Cloud security is usually pretty good at protecting data at rest (encrypted on disk) and in transit (TLS).

The problem is processing. To run code, you have to decrypt data in memory. At that exact millisecond, a malicious admin, a compromised OS kernel, or a memory scraper can steal your private keys.

AWS Nitro Enclaves fix this by carving out a "black box" inside your EC2 instance.

When you launch an Enclave, the Nitro Hypervisor physically slices off CPU and Memory from the parent instance.

This isn't just a container namespace trick. The memory pages are hardware-locked. The parent OS literally sees its available RAM drop.

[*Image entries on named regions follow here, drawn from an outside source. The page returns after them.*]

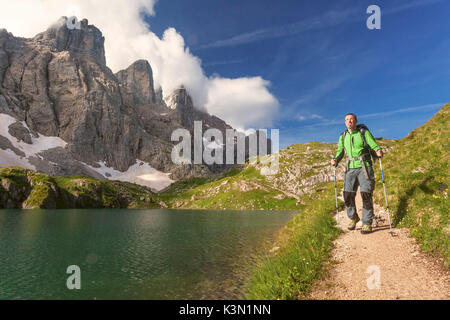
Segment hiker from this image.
[331,113,383,234]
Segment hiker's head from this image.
[345,113,358,130]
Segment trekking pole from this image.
[378,158,394,236]
[334,161,339,224]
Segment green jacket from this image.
[336,130,381,169]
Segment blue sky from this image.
[146,0,450,148]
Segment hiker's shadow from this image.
[372,224,397,237]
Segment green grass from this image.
[0,167,161,209]
[246,183,339,300]
[375,104,450,267]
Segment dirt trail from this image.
[310,190,450,300]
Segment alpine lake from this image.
[0,209,298,300]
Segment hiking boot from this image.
[361,224,372,234]
[347,215,359,230]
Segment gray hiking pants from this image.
[344,167,375,225]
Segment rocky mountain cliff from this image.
[0,17,248,190]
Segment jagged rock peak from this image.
[115,60,156,105]
[164,85,194,109]
[33,17,106,65]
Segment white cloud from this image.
[0,0,278,127]
[207,77,279,129]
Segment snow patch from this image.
[0,113,67,170]
[0,149,36,170]
[86,159,175,191]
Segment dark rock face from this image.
[8,122,33,144]
[0,17,250,184]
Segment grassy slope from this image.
[0,167,161,209]
[375,104,450,266]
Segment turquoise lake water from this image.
[0,209,295,299]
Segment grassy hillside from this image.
[0,167,164,209]
[159,137,396,210]
[375,104,450,266]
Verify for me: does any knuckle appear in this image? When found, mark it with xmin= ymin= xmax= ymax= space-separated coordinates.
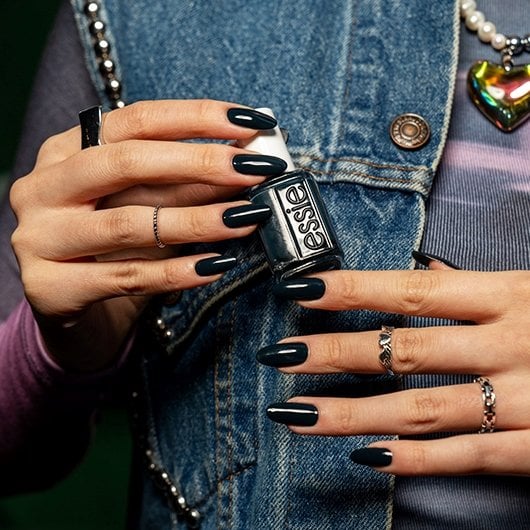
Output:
xmin=186 ymin=210 xmax=209 ymax=242
xmin=197 ymin=99 xmax=216 ymax=123
xmin=106 ymin=140 xmax=141 ymax=177
xmin=9 ymin=177 xmax=27 ymax=216
xmin=118 ymin=101 xmax=152 ymax=138
xmin=191 ymin=144 xmax=227 ymax=177
xmin=321 ymin=334 xmax=348 ymax=371
xmin=333 ymin=272 xmax=361 ymax=307
xmin=392 ymin=328 xmax=423 ymax=373
xmin=459 ymin=437 xmax=484 ymax=474
xmin=398 ymin=271 xmax=436 ymax=314
xmin=410 ymin=444 xmax=429 ymax=474
xmin=335 ymin=401 xmax=355 ymax=435
xmin=114 ymin=261 xmax=145 ymax=296
xmin=161 ymin=261 xmax=182 ymax=291
xmin=405 ymin=391 xmax=446 ymax=434
xmin=103 ymin=208 xmax=137 ymax=247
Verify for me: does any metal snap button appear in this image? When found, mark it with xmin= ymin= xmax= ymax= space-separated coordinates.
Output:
xmin=390 ymin=113 xmax=431 ymax=149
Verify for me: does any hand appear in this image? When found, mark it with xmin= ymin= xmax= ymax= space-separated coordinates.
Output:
xmin=258 ymin=263 xmax=530 ymax=475
xmin=11 ymin=101 xmax=282 ymax=371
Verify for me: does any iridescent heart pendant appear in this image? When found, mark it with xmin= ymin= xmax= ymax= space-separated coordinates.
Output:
xmin=467 ymin=61 xmax=530 ymax=132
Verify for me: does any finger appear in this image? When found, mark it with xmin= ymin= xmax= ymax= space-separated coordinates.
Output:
xmin=36 ymin=140 xmax=285 ymax=204
xmin=272 ymin=374 xmax=530 ymax=436
xmin=98 ymin=180 xmax=241 ymax=209
xmin=39 ymin=99 xmax=272 ymax=165
xmin=25 ymin=201 xmax=257 ymax=261
xmin=266 ymin=323 xmax=520 ymax=374
xmin=412 ymin=250 xmax=461 ymax=270
xmin=292 ymin=270 xmax=530 ymax=322
xmin=23 ymin=254 xmax=237 ymax=316
xmin=351 ymin=430 xmax=530 ymax=476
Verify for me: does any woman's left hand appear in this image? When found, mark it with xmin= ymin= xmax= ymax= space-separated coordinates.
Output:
xmin=258 ymin=267 xmax=530 ymax=475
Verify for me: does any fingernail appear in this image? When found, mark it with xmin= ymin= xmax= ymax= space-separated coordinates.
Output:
xmin=232 ymin=155 xmax=287 ymax=177
xmin=350 ymin=447 xmax=392 ymax=467
xmin=195 ymin=256 xmax=237 ymax=276
xmin=223 ymin=204 xmax=272 ymax=228
xmin=226 ymin=108 xmax=278 ymax=131
xmin=272 ymin=278 xmax=326 ymax=300
xmin=256 ymin=342 xmax=309 ymax=368
xmin=267 ymin=403 xmax=318 ymax=427
xmin=412 ymin=250 xmax=462 ymax=270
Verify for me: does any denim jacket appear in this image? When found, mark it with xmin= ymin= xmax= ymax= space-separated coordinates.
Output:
xmin=72 ymin=0 xmax=459 ymax=530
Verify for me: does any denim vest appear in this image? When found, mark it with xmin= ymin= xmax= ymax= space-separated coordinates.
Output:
xmin=72 ymin=0 xmax=459 ymax=530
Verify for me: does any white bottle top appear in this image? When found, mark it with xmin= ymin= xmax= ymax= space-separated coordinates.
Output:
xmin=237 ymin=107 xmax=296 ymax=172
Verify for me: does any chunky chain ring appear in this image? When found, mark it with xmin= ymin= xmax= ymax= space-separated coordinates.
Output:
xmin=474 ymin=377 xmax=497 ymax=434
xmin=378 ymin=325 xmax=394 ymax=375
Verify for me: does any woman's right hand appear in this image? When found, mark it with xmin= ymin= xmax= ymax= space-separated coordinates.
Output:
xmin=10 ymin=100 xmax=285 ymax=372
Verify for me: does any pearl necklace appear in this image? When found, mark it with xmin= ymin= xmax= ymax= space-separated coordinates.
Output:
xmin=460 ymin=0 xmax=530 ymax=132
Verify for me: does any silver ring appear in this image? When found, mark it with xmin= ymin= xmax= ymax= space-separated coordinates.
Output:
xmin=473 ymin=377 xmax=497 ymax=434
xmin=378 ymin=325 xmax=394 ymax=375
xmin=153 ymin=204 xmax=166 ymax=248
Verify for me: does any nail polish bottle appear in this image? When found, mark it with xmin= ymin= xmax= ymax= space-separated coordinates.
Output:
xmin=238 ymin=108 xmax=343 ymax=281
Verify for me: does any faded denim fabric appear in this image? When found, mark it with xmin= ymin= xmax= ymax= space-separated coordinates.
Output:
xmin=72 ymin=0 xmax=459 ymax=530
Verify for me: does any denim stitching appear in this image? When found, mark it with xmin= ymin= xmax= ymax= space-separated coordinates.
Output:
xmin=300 ymin=154 xmax=430 ymax=171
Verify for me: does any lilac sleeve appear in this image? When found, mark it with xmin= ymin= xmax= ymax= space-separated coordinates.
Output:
xmin=0 ymin=3 xmax=125 ymax=494
xmin=0 ymin=301 xmax=123 ymax=494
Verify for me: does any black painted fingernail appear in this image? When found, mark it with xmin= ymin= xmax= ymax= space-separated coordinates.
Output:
xmin=412 ymin=250 xmax=462 ymax=270
xmin=223 ymin=204 xmax=272 ymax=228
xmin=256 ymin=342 xmax=309 ymax=368
xmin=226 ymin=108 xmax=278 ymax=131
xmin=195 ymin=256 xmax=237 ymax=276
xmin=350 ymin=447 xmax=392 ymax=467
xmin=272 ymin=278 xmax=326 ymax=300
xmin=232 ymin=155 xmax=287 ymax=177
xmin=267 ymin=403 xmax=318 ymax=427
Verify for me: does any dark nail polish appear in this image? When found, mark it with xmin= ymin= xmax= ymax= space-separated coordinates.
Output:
xmin=223 ymin=204 xmax=272 ymax=228
xmin=256 ymin=342 xmax=309 ymax=368
xmin=232 ymin=155 xmax=287 ymax=177
xmin=267 ymin=403 xmax=318 ymax=427
xmin=412 ymin=250 xmax=462 ymax=270
xmin=227 ymin=108 xmax=277 ymax=131
xmin=350 ymin=447 xmax=392 ymax=467
xmin=272 ymin=278 xmax=326 ymax=300
xmin=195 ymin=256 xmax=237 ymax=276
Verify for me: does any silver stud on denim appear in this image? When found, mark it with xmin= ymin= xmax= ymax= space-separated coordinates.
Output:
xmin=390 ymin=113 xmax=431 ymax=150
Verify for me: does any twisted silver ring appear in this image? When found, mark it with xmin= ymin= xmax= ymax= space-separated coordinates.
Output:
xmin=473 ymin=377 xmax=497 ymax=434
xmin=153 ymin=204 xmax=166 ymax=248
xmin=378 ymin=325 xmax=394 ymax=375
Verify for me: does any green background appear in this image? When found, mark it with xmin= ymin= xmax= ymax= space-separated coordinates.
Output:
xmin=0 ymin=4 xmax=131 ymax=530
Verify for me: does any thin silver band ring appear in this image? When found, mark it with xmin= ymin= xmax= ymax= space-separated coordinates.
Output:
xmin=153 ymin=204 xmax=166 ymax=248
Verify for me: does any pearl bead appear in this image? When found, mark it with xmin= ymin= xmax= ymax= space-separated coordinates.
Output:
xmin=506 ymin=37 xmax=524 ymax=55
xmin=491 ymin=33 xmax=506 ymax=51
xmin=466 ymin=11 xmax=486 ymax=31
xmin=477 ymin=21 xmax=496 ymax=42
xmin=522 ymin=34 xmax=530 ymax=53
xmin=460 ymin=0 xmax=477 ymax=18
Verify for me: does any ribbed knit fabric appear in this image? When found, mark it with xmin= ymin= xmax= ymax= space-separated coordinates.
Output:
xmin=394 ymin=0 xmax=530 ymax=530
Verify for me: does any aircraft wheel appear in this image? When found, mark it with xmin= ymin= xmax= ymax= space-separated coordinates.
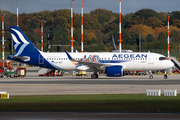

# Launch Enclave with explicit resources
nitro-cli run-enclave \
  --cpu-count 2 \
  --memory 2048 \
  --eif-path app.eif \
  --enclave-cid 16

You can't just apt-get install inside an Enclave. You have to build a self-contained image called an EIF (Enclave Image File).

Think of an EIF like a Docker container that has been frozen in carbonite, wrapped with a Linux Kernel, and cryptographically signed.

1nitro-cli build-enclave --docker-uri my-signer:latest --output signer.eif

If you can't SSH in, how do you know what code is running?

Attestation. When the Enclave boots, it generates a hash of its entire contents (Kernel + Code + Config). This hash is called PCR0.

You can configure AWS KMS to only release a decryption key if the requesting Enclave's PCR0 matches exactly.